Finlandiya’da AuroraAI adlı benzer bir platform ise 2018’de duyurulmuştu. Bu platform, Finlilere ister bir çocuğun doğumu ister evlilik veya yaşlı bakımı olsun, çeşitli yaşam evrelerinde gezinmelerine yardımcı olan kişiselleştirilmiş ve otonom bir hizmet sağlamaya yönelik geniş veri tabanına sahip bir platform. Bu platform, vatandaşların devlet daireleriyle etkileşime girmesine yardımcı olmakla kalmayıp aynı zamanda reçetelerini yenilemelerine ve hatta yeni sağlık risklerini bildiren proaktif, konsiyerj benzeri bir tıbbi hizmet sunuyor.
2023’te hükümetler nihayet toplumun en büyük sorunlarından bazılarını çözmek için yapay zekâyı ve büyük verileri kullanmaya başlayacak. Örneğin, eğitimde Birleşik Krallık merkezli CENTURY Tech gibi şirketler, hükümetlerin kişiselleştirilmiş öğrenim sağlamalarına olanak sağlıyor.

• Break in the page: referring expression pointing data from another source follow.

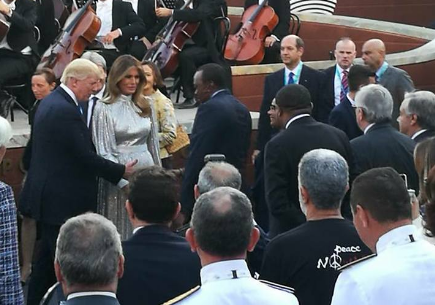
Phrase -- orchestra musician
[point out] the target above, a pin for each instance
(119, 26)
(18, 49)
(203, 50)
(272, 42)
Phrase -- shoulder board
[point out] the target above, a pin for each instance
(182, 296)
(356, 262)
(278, 286)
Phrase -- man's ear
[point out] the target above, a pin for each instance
(190, 237)
(255, 236)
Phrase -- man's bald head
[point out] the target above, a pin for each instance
(373, 53)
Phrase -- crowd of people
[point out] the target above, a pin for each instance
(352, 142)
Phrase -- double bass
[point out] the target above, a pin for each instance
(80, 30)
(247, 45)
(172, 39)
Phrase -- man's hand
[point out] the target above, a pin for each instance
(4, 9)
(254, 155)
(269, 41)
(110, 37)
(129, 168)
(163, 12)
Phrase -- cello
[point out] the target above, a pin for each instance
(80, 30)
(173, 38)
(247, 45)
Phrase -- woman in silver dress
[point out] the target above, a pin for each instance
(124, 128)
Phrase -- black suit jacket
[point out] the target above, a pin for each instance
(282, 157)
(282, 10)
(424, 135)
(158, 267)
(310, 79)
(22, 21)
(92, 300)
(131, 25)
(222, 126)
(383, 146)
(343, 117)
(61, 181)
(204, 11)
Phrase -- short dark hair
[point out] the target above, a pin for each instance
(359, 75)
(153, 194)
(381, 192)
(214, 73)
(294, 97)
(222, 222)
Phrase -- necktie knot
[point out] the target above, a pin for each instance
(290, 78)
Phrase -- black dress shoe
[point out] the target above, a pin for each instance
(188, 104)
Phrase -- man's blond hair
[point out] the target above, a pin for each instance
(80, 69)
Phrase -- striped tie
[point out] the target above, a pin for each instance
(344, 85)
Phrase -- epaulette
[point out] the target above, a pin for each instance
(182, 296)
(278, 286)
(356, 262)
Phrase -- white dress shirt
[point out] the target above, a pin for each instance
(402, 273)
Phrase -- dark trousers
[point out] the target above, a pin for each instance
(43, 276)
(190, 59)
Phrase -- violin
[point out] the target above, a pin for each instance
(172, 38)
(79, 31)
(247, 45)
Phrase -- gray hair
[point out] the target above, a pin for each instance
(216, 174)
(422, 104)
(376, 103)
(222, 222)
(5, 131)
(325, 175)
(88, 250)
(95, 58)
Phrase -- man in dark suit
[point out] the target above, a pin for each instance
(89, 260)
(222, 126)
(396, 80)
(381, 145)
(158, 263)
(272, 41)
(204, 49)
(18, 49)
(337, 76)
(343, 115)
(61, 181)
(417, 115)
(119, 26)
(291, 112)
(292, 49)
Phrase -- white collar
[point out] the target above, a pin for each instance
(368, 127)
(224, 270)
(70, 93)
(418, 133)
(89, 293)
(296, 118)
(398, 236)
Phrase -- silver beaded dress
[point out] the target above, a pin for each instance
(121, 135)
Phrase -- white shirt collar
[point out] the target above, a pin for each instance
(70, 93)
(224, 270)
(295, 118)
(418, 133)
(368, 127)
(398, 236)
(89, 293)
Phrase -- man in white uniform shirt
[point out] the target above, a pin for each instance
(402, 272)
(222, 230)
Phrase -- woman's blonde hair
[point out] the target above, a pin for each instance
(119, 70)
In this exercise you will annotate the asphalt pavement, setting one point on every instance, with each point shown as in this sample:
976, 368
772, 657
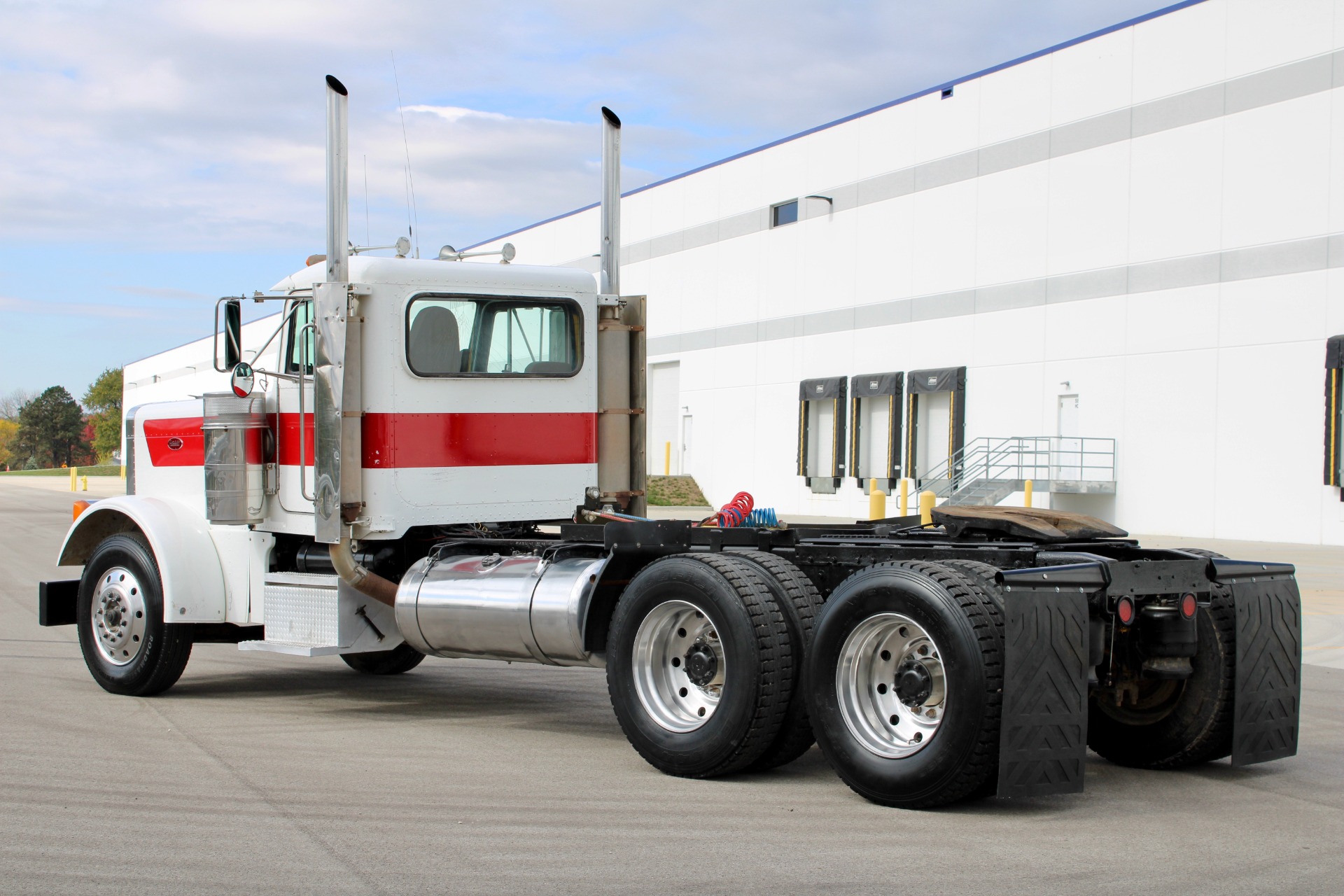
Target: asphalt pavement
260, 773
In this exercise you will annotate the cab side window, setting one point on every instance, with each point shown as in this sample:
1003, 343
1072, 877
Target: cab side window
460, 336
300, 342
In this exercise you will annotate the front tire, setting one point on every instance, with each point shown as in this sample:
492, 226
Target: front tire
905, 684
125, 643
699, 665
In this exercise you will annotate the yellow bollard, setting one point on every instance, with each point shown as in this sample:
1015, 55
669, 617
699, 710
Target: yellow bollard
926, 501
876, 501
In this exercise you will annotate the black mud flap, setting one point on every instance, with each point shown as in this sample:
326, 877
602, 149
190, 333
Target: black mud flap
1043, 735
57, 602
1269, 659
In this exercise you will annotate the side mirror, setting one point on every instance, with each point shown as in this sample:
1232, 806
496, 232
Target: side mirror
234, 335
242, 379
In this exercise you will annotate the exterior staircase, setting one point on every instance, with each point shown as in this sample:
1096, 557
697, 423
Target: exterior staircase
990, 469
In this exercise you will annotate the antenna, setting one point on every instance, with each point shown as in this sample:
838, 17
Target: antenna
410, 178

Sistem, esas olarak kişisel bir öğretmen gibi hareket ederek ve ilerlemeyi takip ederek iyileştirme alanlarını analiz edip bir çocuğun elde ettiği yüz yüze öğretimi tamamlamayı sağlıyor.

Doğru yapıldığında ve uygun gizlilik korumaları uygulandığında, bu tür projeler, araştırma ve yeniliğin gelişmesine yardımcı olan bir veri hazinesi oluşturabilir. Dünya çapında hükümet liderliğindeki en önemli biyomedikal girişimlerden biri olan UK Biobank’ı düşünürsek bu proje, yarım milyondan fazla insanın genetik bilgisini içeren halka açık bir veri tabanı oluşturmuştur. Böylece bugüne kadar, 86 ülkeden yaklaşık 30.000 araştırmacı tarafından erişilerek yapay zekâ ve biyoteknoloji girişimlerinin yeni ilaçlar ve terapötikler yaratmasına yardımcı oldu.

2023’te, Improbable girişimi tarafından inşa edilenler gibi büyük ölçekli sanal dünyalar, yasa koyucuların ve memurların planlama, karar alma gibi süreçlerde rol almasına da olanak tanıyacak. Bu sentetik ortamlar, esas olarak hükümet için bir meta veri deposu olarak çalışır ve siber saldırıları veya bulaşıcı hastalıkların nasıl yayıldığını modellemelerine yardımcı olarak en iyi şekilde nasıl yanıt verebileceklerini planlamalarına yardımcı olur.
Ancak hükümetlerin yapay zeka vaadini tam olarak yerine getirebilmesi için yatırım yapmaları gerekecek. Yakında, ulusal bilgi işlem gücü, birlikte çalışabilir bir dizi uygulama ve makine tarafından okunabilen mevzuat içeren kapsamlı bir dijital altyapıya ihtiyaç duyacak ve yapay zekâ bir ülke için yollar, demiryolları, kamu su kaynakları kadar önemli olacak. 2023’te giderek daha fazla ülke, dijital mimarilerin inşasını hızlandırarak, bireye hitap eden ve genel olarak nüfusa yardımcı olan daha fazla yapay zeka destekli duyarlı hizmetler sunmaya olanak tanıyacak. 2023’te cesur hükümetler bu adımı atacak ve dünyanın geri kalanı için izlenecek bir öncü rolünde olacaklar.